Selon les écologistes, cependant, l'impact sur l'environnement pourrait avoir un effet désastreux sur l'économie locale. La compagnie GEM prévoit par exemple de stocker un million de tonnes de déchets, dont certains radioactifs, dans un lac voisin, affirme Niels Henrik Hooge, des Amis de la terre. «Avec ses 20 000 moutons, le sud du Groenland est le garde-manger de l'île. Qui voudra consommer de la viande qui pourrait être contaminée ?» interroge-t-il.
Cercle circumpolaire inuit
Au ministère des Ressources naturelles, Jørgen Hammeken-Holm assure que le projet ne sera autorisé que «s'il respecte les exigences environnementales les plus strictes». Mikkel Myrup, président de l'ONG écologiste Avataq, n'est pas convaincu.

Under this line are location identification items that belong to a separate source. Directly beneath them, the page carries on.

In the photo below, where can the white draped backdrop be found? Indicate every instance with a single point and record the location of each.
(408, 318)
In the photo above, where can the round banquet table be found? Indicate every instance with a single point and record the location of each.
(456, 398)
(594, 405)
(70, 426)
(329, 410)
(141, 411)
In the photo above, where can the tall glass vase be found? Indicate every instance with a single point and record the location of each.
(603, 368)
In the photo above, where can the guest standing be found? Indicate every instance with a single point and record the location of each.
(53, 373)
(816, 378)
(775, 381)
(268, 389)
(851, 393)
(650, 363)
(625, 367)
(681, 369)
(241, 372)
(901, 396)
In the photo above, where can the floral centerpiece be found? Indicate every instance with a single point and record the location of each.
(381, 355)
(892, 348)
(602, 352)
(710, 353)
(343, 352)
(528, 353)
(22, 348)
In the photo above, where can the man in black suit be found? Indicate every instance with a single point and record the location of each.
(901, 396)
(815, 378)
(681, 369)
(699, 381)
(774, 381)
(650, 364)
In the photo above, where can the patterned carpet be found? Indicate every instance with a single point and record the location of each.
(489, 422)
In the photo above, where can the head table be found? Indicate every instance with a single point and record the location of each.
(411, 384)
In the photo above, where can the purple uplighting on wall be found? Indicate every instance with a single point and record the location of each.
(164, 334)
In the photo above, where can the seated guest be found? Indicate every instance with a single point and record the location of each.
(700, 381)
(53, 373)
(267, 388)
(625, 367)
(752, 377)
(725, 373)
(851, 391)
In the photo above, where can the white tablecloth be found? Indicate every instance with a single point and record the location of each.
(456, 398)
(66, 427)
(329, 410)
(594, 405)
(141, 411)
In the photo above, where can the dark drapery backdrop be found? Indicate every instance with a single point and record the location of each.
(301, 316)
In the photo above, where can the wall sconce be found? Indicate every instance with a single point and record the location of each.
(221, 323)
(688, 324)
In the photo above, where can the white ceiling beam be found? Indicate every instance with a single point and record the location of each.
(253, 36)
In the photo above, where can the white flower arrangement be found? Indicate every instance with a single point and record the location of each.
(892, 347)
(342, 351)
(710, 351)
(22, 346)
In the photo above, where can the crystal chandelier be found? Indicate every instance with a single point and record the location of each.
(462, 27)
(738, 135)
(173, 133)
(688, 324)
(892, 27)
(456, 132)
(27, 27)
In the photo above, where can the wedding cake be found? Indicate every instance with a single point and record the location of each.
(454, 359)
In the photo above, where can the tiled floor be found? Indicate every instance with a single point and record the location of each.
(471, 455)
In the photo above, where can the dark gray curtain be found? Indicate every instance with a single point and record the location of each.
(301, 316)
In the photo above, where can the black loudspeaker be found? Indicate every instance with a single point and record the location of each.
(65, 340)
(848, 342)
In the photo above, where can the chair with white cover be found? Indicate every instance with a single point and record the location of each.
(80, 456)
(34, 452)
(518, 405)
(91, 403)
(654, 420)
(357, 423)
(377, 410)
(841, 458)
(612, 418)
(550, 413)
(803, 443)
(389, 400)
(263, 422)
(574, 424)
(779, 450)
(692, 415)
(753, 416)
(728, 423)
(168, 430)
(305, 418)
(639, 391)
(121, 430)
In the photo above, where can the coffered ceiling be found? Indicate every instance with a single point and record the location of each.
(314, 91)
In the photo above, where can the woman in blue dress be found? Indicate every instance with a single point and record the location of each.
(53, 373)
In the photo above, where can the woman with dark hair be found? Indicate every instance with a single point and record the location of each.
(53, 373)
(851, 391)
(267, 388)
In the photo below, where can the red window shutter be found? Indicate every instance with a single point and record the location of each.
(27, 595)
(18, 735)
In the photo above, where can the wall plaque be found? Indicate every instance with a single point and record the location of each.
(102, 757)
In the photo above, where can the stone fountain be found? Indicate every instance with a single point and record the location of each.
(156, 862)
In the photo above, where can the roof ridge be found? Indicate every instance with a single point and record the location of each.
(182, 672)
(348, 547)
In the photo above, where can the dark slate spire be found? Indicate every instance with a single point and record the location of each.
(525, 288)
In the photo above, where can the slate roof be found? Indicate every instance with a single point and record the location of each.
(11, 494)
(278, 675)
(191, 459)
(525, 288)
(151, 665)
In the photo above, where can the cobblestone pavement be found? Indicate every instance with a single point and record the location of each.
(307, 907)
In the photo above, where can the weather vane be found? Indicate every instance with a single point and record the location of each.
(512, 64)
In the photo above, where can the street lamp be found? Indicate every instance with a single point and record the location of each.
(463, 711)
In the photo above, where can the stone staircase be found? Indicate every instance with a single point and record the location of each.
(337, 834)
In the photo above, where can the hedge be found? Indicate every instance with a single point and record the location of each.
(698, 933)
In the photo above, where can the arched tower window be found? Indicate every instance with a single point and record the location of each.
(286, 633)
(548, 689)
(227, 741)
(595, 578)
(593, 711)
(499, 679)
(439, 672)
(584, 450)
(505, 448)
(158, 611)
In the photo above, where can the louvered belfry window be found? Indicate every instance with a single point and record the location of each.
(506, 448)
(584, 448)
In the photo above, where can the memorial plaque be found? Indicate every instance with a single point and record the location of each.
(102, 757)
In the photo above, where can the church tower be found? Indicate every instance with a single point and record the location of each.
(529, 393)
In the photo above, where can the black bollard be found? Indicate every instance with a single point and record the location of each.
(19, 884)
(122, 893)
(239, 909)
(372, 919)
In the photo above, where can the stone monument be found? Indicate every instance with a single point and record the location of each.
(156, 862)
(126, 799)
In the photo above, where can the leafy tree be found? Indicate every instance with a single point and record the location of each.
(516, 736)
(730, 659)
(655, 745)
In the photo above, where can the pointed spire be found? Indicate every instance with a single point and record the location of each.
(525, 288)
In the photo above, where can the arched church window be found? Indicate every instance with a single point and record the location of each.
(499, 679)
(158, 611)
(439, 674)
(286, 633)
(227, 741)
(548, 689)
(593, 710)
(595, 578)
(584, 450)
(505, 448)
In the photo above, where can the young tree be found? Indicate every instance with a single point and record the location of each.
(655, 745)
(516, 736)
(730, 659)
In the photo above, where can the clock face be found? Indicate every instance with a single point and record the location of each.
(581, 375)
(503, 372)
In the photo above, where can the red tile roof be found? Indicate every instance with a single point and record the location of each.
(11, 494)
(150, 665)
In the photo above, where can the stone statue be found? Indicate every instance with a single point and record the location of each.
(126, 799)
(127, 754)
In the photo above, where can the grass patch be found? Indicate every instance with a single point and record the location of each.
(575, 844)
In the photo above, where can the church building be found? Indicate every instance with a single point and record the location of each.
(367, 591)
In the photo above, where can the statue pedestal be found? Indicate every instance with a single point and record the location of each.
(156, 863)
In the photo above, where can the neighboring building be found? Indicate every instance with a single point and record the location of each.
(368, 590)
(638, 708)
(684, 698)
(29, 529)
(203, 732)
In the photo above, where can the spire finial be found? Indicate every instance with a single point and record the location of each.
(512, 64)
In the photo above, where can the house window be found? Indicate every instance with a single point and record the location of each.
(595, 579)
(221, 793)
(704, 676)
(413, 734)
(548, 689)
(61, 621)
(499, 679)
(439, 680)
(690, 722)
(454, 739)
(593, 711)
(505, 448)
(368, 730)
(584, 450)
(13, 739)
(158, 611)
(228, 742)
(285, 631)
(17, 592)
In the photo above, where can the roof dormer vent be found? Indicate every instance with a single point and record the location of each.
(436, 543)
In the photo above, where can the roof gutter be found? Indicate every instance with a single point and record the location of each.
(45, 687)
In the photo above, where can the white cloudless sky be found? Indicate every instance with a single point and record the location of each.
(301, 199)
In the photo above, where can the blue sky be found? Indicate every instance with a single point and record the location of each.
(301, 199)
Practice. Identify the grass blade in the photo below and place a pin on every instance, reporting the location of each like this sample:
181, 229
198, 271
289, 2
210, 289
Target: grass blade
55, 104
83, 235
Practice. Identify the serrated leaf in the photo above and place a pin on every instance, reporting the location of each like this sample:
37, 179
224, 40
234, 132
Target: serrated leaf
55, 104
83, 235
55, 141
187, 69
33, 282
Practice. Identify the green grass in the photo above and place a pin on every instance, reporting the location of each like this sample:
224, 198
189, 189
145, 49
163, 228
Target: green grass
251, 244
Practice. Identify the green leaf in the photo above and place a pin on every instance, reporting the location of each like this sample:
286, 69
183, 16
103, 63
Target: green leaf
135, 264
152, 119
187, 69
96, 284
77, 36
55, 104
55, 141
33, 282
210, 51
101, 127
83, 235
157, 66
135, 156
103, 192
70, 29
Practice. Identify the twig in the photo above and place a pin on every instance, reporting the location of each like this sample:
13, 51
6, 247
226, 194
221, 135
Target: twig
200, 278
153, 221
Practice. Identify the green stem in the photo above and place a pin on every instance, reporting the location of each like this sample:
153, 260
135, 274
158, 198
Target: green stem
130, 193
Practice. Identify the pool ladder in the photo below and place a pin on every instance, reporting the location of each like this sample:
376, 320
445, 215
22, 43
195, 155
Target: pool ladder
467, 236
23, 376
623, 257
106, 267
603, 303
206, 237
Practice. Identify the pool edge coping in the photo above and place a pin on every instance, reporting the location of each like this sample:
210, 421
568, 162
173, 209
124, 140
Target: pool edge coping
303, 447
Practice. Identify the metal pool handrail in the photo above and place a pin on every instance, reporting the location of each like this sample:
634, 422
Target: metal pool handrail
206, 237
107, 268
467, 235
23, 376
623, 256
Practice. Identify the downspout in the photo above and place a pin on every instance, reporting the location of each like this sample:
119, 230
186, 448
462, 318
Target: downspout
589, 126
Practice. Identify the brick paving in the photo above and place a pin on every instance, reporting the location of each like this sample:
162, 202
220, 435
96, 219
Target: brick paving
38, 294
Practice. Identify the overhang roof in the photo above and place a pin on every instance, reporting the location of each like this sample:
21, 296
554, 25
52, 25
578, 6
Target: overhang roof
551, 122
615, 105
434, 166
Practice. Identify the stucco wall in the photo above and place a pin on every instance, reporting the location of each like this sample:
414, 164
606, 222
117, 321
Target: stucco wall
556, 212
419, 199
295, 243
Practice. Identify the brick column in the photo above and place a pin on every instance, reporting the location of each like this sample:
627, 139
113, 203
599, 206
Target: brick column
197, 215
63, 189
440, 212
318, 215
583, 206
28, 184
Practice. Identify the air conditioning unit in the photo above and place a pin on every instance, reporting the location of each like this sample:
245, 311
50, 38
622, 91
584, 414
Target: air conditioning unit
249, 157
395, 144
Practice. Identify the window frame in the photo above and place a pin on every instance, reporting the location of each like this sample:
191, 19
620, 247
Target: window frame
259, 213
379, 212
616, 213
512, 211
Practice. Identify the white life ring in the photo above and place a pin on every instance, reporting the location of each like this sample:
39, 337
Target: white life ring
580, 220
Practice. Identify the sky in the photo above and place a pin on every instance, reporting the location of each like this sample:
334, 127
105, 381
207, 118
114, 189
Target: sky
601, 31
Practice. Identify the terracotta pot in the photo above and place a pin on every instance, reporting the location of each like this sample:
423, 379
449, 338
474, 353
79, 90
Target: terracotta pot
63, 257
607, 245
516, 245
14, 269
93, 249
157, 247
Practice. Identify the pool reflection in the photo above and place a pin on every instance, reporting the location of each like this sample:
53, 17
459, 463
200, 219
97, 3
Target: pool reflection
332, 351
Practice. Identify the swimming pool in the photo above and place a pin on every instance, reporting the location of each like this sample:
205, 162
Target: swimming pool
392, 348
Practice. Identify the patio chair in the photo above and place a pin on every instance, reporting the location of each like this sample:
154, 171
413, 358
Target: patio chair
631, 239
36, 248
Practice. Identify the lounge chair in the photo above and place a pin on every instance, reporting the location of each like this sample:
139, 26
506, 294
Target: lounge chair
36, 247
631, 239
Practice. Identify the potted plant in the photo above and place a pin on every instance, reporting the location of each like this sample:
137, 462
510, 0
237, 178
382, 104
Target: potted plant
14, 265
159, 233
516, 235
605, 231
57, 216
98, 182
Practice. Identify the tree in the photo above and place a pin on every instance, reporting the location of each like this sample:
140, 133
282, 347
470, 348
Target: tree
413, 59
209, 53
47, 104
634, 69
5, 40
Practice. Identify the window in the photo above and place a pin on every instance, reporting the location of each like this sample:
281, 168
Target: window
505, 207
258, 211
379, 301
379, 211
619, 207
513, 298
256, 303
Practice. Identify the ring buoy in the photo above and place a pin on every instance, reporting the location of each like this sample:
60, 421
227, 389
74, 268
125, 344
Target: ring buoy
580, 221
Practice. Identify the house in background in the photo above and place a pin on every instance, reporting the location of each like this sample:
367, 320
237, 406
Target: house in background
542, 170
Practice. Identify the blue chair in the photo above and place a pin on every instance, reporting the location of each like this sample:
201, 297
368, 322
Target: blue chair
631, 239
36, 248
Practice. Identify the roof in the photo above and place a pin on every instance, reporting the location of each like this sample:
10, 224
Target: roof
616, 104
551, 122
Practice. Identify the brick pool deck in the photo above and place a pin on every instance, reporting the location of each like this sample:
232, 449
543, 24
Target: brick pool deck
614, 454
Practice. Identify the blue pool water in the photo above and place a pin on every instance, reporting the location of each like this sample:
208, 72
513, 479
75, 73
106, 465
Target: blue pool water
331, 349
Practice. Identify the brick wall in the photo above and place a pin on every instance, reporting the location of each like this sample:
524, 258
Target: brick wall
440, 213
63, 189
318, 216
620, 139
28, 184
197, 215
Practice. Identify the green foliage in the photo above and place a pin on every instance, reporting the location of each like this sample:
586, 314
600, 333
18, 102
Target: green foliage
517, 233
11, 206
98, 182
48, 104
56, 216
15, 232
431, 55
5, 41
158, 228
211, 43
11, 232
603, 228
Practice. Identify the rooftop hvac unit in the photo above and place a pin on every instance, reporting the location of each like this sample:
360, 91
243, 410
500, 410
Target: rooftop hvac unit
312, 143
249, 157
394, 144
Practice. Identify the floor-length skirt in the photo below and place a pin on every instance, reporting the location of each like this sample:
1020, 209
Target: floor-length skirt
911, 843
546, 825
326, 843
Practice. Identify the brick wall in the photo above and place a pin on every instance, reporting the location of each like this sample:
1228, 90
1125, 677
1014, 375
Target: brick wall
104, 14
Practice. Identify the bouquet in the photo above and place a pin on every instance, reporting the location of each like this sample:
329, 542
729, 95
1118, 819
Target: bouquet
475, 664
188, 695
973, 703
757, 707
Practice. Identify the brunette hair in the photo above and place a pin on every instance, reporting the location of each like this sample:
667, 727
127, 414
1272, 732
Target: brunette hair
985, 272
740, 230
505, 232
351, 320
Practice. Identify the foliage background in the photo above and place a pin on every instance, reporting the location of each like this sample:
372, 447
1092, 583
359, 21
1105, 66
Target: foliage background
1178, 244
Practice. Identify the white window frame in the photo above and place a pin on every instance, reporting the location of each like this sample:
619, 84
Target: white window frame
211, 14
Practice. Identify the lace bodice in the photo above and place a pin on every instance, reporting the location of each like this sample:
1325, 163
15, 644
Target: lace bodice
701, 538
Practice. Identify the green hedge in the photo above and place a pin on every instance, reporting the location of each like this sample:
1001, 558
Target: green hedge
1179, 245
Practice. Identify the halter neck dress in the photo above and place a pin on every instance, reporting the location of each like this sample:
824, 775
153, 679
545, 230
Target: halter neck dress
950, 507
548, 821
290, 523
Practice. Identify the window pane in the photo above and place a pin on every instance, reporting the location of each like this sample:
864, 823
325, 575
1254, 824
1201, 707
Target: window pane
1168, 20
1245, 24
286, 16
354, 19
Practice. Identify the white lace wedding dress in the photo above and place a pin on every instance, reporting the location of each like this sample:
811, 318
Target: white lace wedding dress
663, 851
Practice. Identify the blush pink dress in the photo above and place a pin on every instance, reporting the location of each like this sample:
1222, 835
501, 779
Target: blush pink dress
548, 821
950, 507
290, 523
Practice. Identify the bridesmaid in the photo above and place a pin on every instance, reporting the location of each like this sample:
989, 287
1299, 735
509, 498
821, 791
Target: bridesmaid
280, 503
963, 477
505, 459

Le problème, dit-il, «c'est que nous n'avons pas de scientifiques compétents pour évaluer les études d'impact environnemental, et que nous devons faire appel à des consultants». Nuuk n'est pas non plus liée par les conventions européennes, puisque l'île a quitté l'Union européenne en 1982.
Le maire de Kujalleq, Jørgen Wæver Johansen, avoue ne pas comprendre les résistances : «Dès qu'on parle d'uranium, les émotions l'emportent et on ne voit que le négatif. Il faut être pragmatique. Avec une roche qui ne contient que 0,034 % de matériau radioactif, il serait possible de la concasser, la charger dans un camion et parcourir l'Europe entière, sans avoir besoin d'un signe d'avertissement, car selon la législation européenne, le contenu en uranium est tellement faible qu'il n'est pas dangereux.»
Au cours des derniers mois, les tensions entre les deux camps se sont accrues. Mikkel Myrup, d'Avataq, parle d'une «guerre de tranchées où chacun campe sur ses positions, et les opinions sont politisées». Il est soupçonné de vouloir nuire au développement de l'île en s'opposant à l'industrie minière dans son ensemble, «ce qui n'est pas le cas», assure-t-il.
Le référendum réclamé par le parti d'opposition permettrait «d'apaiser la société et de se mettre d'accord sur une politique dans la continuité», défend la députée groenlandaise Aaja Chemnitz Larsen, qui siège à Copenhague. Elle dénonce une «accélération» ces derniers mois, avec le vote au Parlement danois, mi-avril, de deux lois visant à faciliter la production et l'exportation de l'uranium - car Nuuk a beau avoir le contrôle de ses ressources naturelles, Copenhague est encore compétent en matière de sécurité et de diplomatie. Les opposants y voient une nouvelle ingérence du Danemark dans les affaires de la région.
Aaja Chemnitz Larsen s'inquiète aussi de l'image de marque du Groenland à l'étranger. Les revenus tirés de l'industrie touristique ont doublé l'an dernier : «Nous sommes connus pour être une région très verte, avec une nature particulière.» Devenir une nation exportatrice d'uranium n'est pas anodin : «Cela implique un changement essentiel dans la façon dont nous nous percevons nous-mêmes.» Il y a aussi les répercussions sur l'équilibre régional : «En politisant nos ressources, nous mettons en danger la position du Groenland dans l'Arctique et nous risquons de contribuer à la militarisation de la région», met en garde Aqqaluk Lynge, ancien président du Cercle circumpolaire inuit. En attendant, la province, transformée en vitrine du réchauffement climatique, a décidé de ne pas ratifier l'accord sur le climat négocié à Paris : Nuuk refuse de débourser des sommes vertigineuses pour couvrir les émissions de CO2 produites par son industrie minière.